Durante la colonizzazione europea, questi animali vennero accusati di sterminare la selvaggina nei grandi parchi africani, mentre questa doveva essere destinata alle carabine dei turisti cacciatori. Altri dissero che la caccia dei licaoni, condotta in pieno giorno, causava sconcerto fra i visitatori dei parchi e delle riserve. Di fatto, vedere antilopi e gazzelle divorate a partire dal ventre, mentre sono ancora vive, non è uno spettacolo facilmente sopportabile dall’uomo civilizzato. Venne così decretata una campagna di sterminio dei licaoni e fu durissima. A essa si aggiunsero le malattie importate per mezzo dei cani e l’aumento delle iene macchiate, nemici naturali dei licaoni. Oggi, il licaone è diventato molto raro e localizzato: le sue popolazioni sono assai frammentate e hanno perso gran parte della loro variabilità genetica. Il grado di consanguineità è ormai elevatissimo e desta vive preoccupazioni per la sorte di questo bellissimo animale.
Savane e foreste dell’America Meridionale ospitano Canidi assai speciali.
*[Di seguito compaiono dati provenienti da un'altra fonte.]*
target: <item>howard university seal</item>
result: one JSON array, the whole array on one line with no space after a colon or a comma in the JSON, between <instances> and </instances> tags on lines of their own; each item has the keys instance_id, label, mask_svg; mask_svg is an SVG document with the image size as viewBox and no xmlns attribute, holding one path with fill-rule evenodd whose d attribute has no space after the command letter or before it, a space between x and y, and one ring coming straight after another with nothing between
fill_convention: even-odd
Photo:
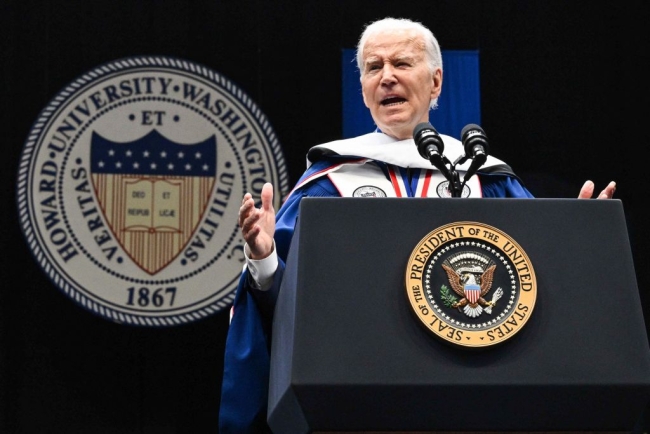
<instances>
[{"instance_id":1,"label":"howard university seal","mask_svg":"<svg viewBox=\"0 0 650 434\"><path fill-rule=\"evenodd\" d=\"M241 198L288 190L251 99L186 60L131 57L69 84L35 121L21 227L70 299L111 321L172 326L229 308L244 264Z\"/></svg>"},{"instance_id":2,"label":"howard university seal","mask_svg":"<svg viewBox=\"0 0 650 434\"><path fill-rule=\"evenodd\" d=\"M526 252L501 230L457 222L427 234L406 269L406 292L419 321L462 347L488 347L526 324L537 298Z\"/></svg>"}]
</instances>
Soprattutto due specie, il crisocione e lo speoto, sono così diverse tra loro da sembrare l’esatto opposto l’una dell’altra.
Il crisocione (Chrysocyon brachyurus) è il più grande canide dell’America Meridionale: vive nelle savane e nelle steppe al confine tra Paraguay, Brasile e Argentina. Possiede zampe molto lunghe, muso affusolato e coda corta. Le orecchie sono grandi e la pelliccia è di colore fulvo dorato. Questo canide conduce vita solitaria fra l’erba alta e gli arbusti delle praterie, nutrendosi soprattutto di roditori, rettili e uccelli, ma anche di vegetali. Le lunghe zampe gli servono per vedere al di sopra della vegetazione erbacea, le orecchie per individuare i topi dal rumore. Poiché non si nutre di grossi animali, presenta i denti molari ridotti, mentre i canini sono lunghi e sottili. Viene chiamato anche lupo dalla criniera, per via dei peli lunghi e folti che ricoprono la parte anteriore del dorso e il collo. Purtroppo, è diventato molto raro: attualmente, uno dei maggiori fattori di minaccia sembra essere la diffusione dei cani inselvatichiti che vivono in bande, lo assalgono e lo uccidono.
Del tutto diverso è lo speoto (Speothos venaticus), piccolo canide dalle zampe corte e tozze, che vive in branchi nelle foreste e nelle boscaglie, soprattutto in Brasile, ed è alto appena 30 cm.
Una particolarità di questa specie è la sua abilità ad arrampicarsi sugli alberi, cosa che i Canidi generalmente non fanno. Inoltre, ama molto l’acqua e cerca le prede anche immergendosi e nuotando. Si nutre di roditori, uccelli, rettili e anfibi, ma le sue abitudini e il suo comportamento sono ancora in gran parte sconosciuti.